The U.S. economy added no new jobs in August — the worst showing in a year — as employers cut back hiring and trimmed work hours of existing employees.
The latest snapshot of the labor market provided stark evidence that hiring has stalled and that the feeble economic recovery remains threatened by the unusually deep and prolonged challenges facing American workers.
Friday's report from the Labor Department intensifies the pressure on President Obama to propose a robust jobs plan when he addresses the nation next week, and could also push the Federal Reserve to take further action on interest-rate and other monetary policies when it meets later this month.
The nation's unemployment rate in August stayed at 9.1%, as more people reported that they found part-time work, many of them because that's all that was available.
About 14 million people were officially unemployed last month. About 6 million of them, or nearly 43% of the unemployed, have been without work for six months or longer. Short term, many of them face the loss of extended jobless benefits. Longer term, they face increasing risks of losing skills and hopes of getting re-employed.
The report had discouraging news for current workers as well. The government said private employers in August trimmed by a notch the average work hours of all employees, to 34.2 hours. The average hourly earnings for workers, meanwhile, dropped 3 cents to $23.09 last month.
In August, total nonfarm payroll employment stood at 131.1 million. That was the same number as July, marking the weakest change since last September, when employers shaved a net 29,000 jobs.
The latest tally was affected by the strike of about 45,000 Verizon workers during the week when the Labor Department surveys employers. That will give a lift to September's jobs count, as those striking workers have returned to their jobs.
Hiring in August also may have been held back by the political turmoil over lifting the debt ceiling, the downgrading of U.S. debt, and those events' damaging effect on Wall Street and public confidence. Stocks were down sharply Friday after the jobs release, with the Dow Jones industrial average off about 200 points by mid-morning.
"The heightened market volatility has led businesses to question the durability of the recovery," said Doug Duncan, chief economist at the housing finance agency Fannie Mae. "More firms will likely stay on the fence with regard to future hiring, increasing the chances of outright job losses in coming months, and putting the odds of a recession in the coming year at a coin toss."
Even accounting for the large-scale Verizon strike, many economists were expecting job growth of around 70,000 for August. But the report showed a stall in hiring last month in industries almost across the board, with the exception of healthcare services, which added 35,500 jobs.

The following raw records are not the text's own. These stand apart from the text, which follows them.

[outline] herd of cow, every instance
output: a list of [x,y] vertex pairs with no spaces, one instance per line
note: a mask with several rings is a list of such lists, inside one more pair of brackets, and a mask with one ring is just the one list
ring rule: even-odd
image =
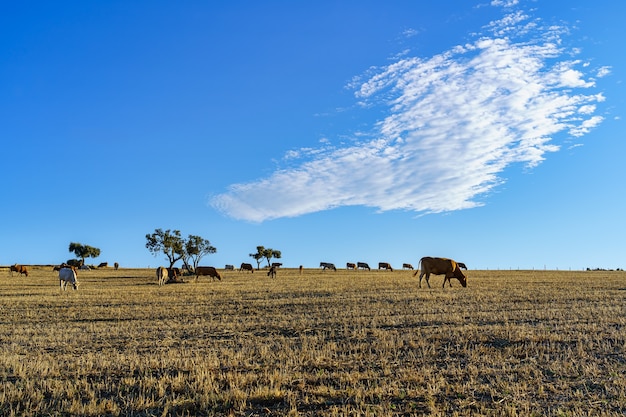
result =
[[[278,273],[278,269],[281,266],[282,266],[281,263],[278,263],[278,262],[273,263],[267,272],[267,276],[271,278],[275,278]],[[117,269],[117,267],[118,265],[116,264],[115,269]],[[330,262],[320,262],[320,268],[324,270],[326,269],[330,269],[333,271],[337,270],[335,265]],[[357,269],[367,269],[368,271],[371,270],[370,266],[365,262],[357,262],[356,264],[348,262],[346,264],[346,268],[352,269],[352,270],[357,270]],[[234,270],[235,268],[233,265],[226,265],[225,269]],[[393,268],[387,262],[379,262],[378,269],[385,269],[385,270],[393,271]],[[402,269],[412,270],[413,265],[405,263],[402,265]],[[430,279],[431,274],[445,275],[444,280],[443,280],[443,287],[445,287],[446,281],[452,287],[452,283],[450,282],[451,278],[458,279],[463,287],[467,287],[467,277],[463,274],[461,269],[467,270],[467,266],[465,266],[465,264],[462,262],[456,262],[448,258],[432,258],[432,257],[426,256],[420,259],[418,270],[416,270],[413,273],[413,276],[415,277],[418,273],[420,274],[419,276],[420,288],[422,288],[422,277],[426,277],[426,284],[428,285],[428,288],[430,288],[429,279]],[[61,290],[64,291],[67,288],[67,284],[71,284],[75,290],[78,289],[78,279],[76,275],[75,266],[68,265],[68,264],[61,264],[59,266],[55,266],[53,270],[59,271],[59,283],[60,283]],[[254,267],[252,266],[252,264],[242,263],[241,266],[239,267],[239,271],[249,271],[251,273],[254,273]],[[302,274],[302,271],[303,271],[303,267],[302,265],[300,265],[300,274]],[[13,272],[17,272],[21,275],[28,276],[28,269],[24,265],[18,265],[18,264],[11,265],[10,272],[11,272],[11,275],[13,275]],[[159,285],[164,285],[166,282],[168,282],[168,280],[171,280],[171,279],[176,280],[177,276],[180,276],[180,275],[181,275],[181,271],[179,268],[166,268],[166,267],[160,266],[156,269],[156,277],[157,277],[157,281]],[[219,273],[219,271],[215,267],[212,267],[212,266],[199,266],[195,269],[194,275],[196,276],[196,280],[200,276],[209,276],[213,280],[215,279],[219,281],[222,280],[222,275]]]

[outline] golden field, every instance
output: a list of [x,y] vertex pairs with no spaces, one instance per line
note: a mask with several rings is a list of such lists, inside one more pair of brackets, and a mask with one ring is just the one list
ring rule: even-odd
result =
[[1,269],[0,415],[626,413],[626,273],[411,274]]

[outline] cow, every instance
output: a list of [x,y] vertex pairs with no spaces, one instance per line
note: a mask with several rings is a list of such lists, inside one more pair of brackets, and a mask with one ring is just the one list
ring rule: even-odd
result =
[[65,262],[63,262],[61,265],[55,265],[55,266],[53,266],[53,267],[52,267],[52,270],[53,270],[53,271],[60,271],[60,270],[61,270],[61,269],[63,269],[63,268],[70,268],[70,269],[73,269],[73,270],[74,270],[74,272],[76,272],[76,267],[75,267],[75,266],[68,265],[68,264],[66,264]]
[[76,269],[74,268],[61,268],[59,270],[59,285],[61,291],[67,289],[67,284],[72,284],[75,290],[78,289],[78,279],[76,278]]
[[378,269],[386,269],[386,270],[393,272],[393,268],[391,267],[391,264],[387,262],[378,262]]
[[277,272],[277,271],[278,271],[278,267],[277,267],[277,266],[272,265],[272,266],[270,267],[270,270],[269,270],[269,271],[267,271],[267,276],[268,276],[268,277],[270,277],[270,278],[276,278],[276,272]]
[[183,273],[180,270],[180,268],[176,268],[176,267],[174,267],[174,268],[167,268],[167,272],[170,275],[170,280],[171,281],[177,281],[178,277],[182,277],[183,276]]
[[330,262],[320,262],[320,268],[322,269],[332,269],[333,271],[336,271],[337,268],[335,267],[335,264],[330,263]]
[[11,269],[9,272],[11,272],[11,276],[13,276],[13,271],[17,272],[20,275],[26,275],[28,276],[28,269],[26,269],[26,267],[24,265],[11,265]]
[[222,275],[217,272],[217,269],[215,269],[212,266],[199,266],[196,268],[196,281],[198,280],[198,277],[200,275],[208,275],[212,278],[213,281],[215,281],[215,278],[217,278],[219,281],[222,280]]
[[170,272],[166,267],[160,266],[157,268],[157,281],[159,281],[159,286],[165,284],[169,278]]
[[445,288],[446,281],[452,287],[452,282],[450,282],[450,278],[456,278],[459,280],[463,287],[467,287],[467,277],[463,275],[459,265],[453,261],[452,259],[447,258],[431,258],[429,256],[425,256],[420,259],[420,269],[415,271],[413,276],[416,276],[417,273],[420,273],[420,282],[419,287],[422,288],[422,277],[426,275],[426,284],[428,284],[428,288],[430,288],[430,283],[428,279],[430,278],[430,274],[434,275],[444,275],[442,288]]
[[252,264],[247,264],[245,262],[243,262],[241,264],[241,266],[239,267],[239,271],[250,271],[254,274],[254,268],[252,267]]

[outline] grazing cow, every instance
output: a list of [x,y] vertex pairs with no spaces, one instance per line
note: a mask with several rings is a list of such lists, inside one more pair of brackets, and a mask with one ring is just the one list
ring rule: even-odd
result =
[[239,267],[239,271],[250,271],[254,274],[254,268],[252,267],[252,264],[247,264],[247,263],[242,263],[241,266]]
[[267,276],[270,278],[276,278],[276,272],[278,271],[278,267],[272,265],[270,270],[267,271]]
[[368,271],[371,271],[370,266],[367,263],[365,263],[365,262],[357,262],[356,266],[357,266],[357,268],[367,269]]
[[196,281],[198,280],[198,277],[200,275],[208,275],[212,278],[213,281],[215,281],[215,278],[217,278],[219,281],[222,280],[222,275],[220,275],[219,272],[217,272],[217,269],[215,269],[212,266],[199,266],[196,268]]
[[74,268],[61,268],[59,270],[59,285],[61,291],[67,289],[67,284],[72,284],[75,290],[78,289],[78,279],[76,278],[76,270]]
[[74,272],[76,272],[76,267],[75,266],[68,265],[65,262],[63,262],[61,265],[55,265],[54,267],[52,267],[52,270],[53,271],[60,271],[63,268],[70,268],[70,269],[73,269]]
[[26,267],[24,265],[11,265],[11,270],[9,272],[11,272],[11,276],[13,276],[13,271],[17,272],[20,275],[26,275],[28,276],[28,269],[26,269]]
[[170,281],[177,281],[178,277],[182,277],[183,273],[181,272],[180,268],[167,268],[167,272],[170,275]]
[[431,258],[429,256],[425,256],[422,259],[420,259],[420,269],[415,271],[413,276],[416,276],[418,272],[420,272],[420,282],[419,282],[420,288],[422,288],[422,277],[424,275],[426,275],[426,284],[428,284],[428,288],[430,288],[430,283],[428,282],[428,279],[430,278],[430,274],[434,274],[434,275],[445,274],[442,288],[445,288],[446,281],[448,281],[448,284],[450,284],[450,286],[452,287],[452,282],[450,282],[450,278],[458,279],[462,286],[467,287],[467,277],[463,275],[463,272],[461,272],[459,265],[452,259]]
[[157,281],[159,281],[159,286],[165,284],[168,279],[170,279],[169,270],[164,266],[158,267],[157,268]]
[[335,267],[335,264],[330,263],[330,262],[320,262],[320,268],[322,268],[322,269],[332,269],[333,271],[337,270],[337,268]]
[[388,264],[387,262],[378,262],[378,269],[387,269],[393,272],[393,268],[391,267],[391,264]]

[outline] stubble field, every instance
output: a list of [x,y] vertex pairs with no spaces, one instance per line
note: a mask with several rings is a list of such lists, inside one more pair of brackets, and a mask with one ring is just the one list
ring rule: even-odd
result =
[[626,412],[626,273],[0,270],[0,414]]

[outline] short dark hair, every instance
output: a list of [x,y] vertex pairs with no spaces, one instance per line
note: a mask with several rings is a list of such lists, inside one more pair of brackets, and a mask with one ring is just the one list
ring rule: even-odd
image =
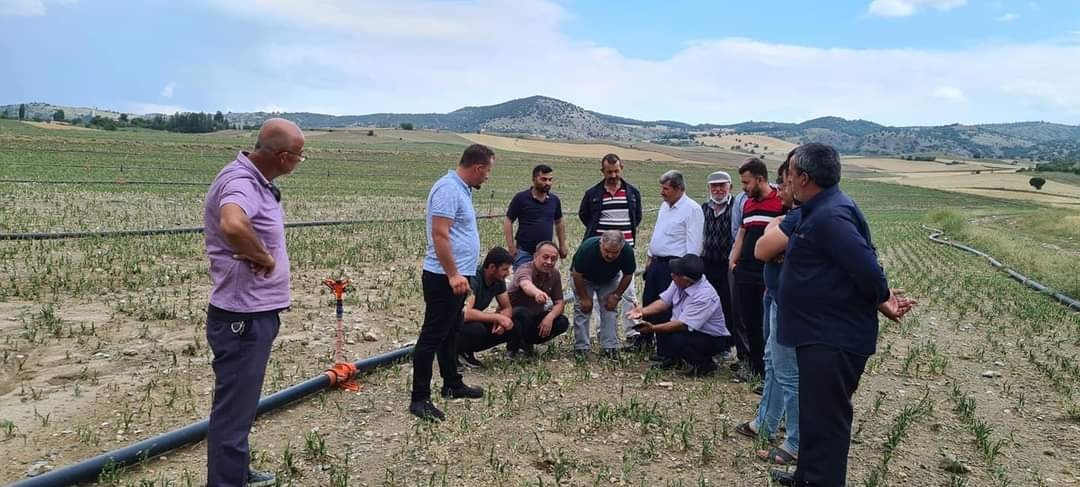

Government cut back a net 17,000 jobs last month, most of them teaching and other positions at local schools. Manufacturing, which added 36,000 jobs in July thanks largely to a rebound at car plants, shed 3,000 jobs last month. The temporary-help industry, often seen as a harbinger of broader hiring, added just 4,700 jobs in August, continuing a pattern of little or no growth in recent months.
"The stagnation in U.S. payroll employment is an ominous sign," said Paul Ashworth, an economist at Capital Economics. "The broad message is that even if the U.S. economy doesn't start to contract again, any expansion is going to be very, very modest and fall well short of what would be needed to drive the still-elevated unemployment rate lower."
Making matters worse, the government on Friday revised down job growth figures for July, to 85,000 from 117,000 previously reported, and said employers added just 20,000 jobs in June, not 46,000.
In all, the economy has added an average of just 35,000 jobs a month in the last three months — a figure so small that most analysts would consider it a rounding error. That is a dramatic slowdown from the nearly 180,000 net new jobs added monthly, on average, in the first four months of this year when it looked like the nation's hard-hit job market might finally be recovering.
"Though much attention is being paid to 'zero job growth' in August, the real news in today's numbers is that job growth is worse than in recent months, and the nation continues to produce far fewer jobs than needed to meaningfully reduce the unemployment rate," said Heidi Shierholz, an economist at the Economic Policy Institute. "In fact, in some ways the report was less than zero in that weekly hours fell, as did hourly earnings."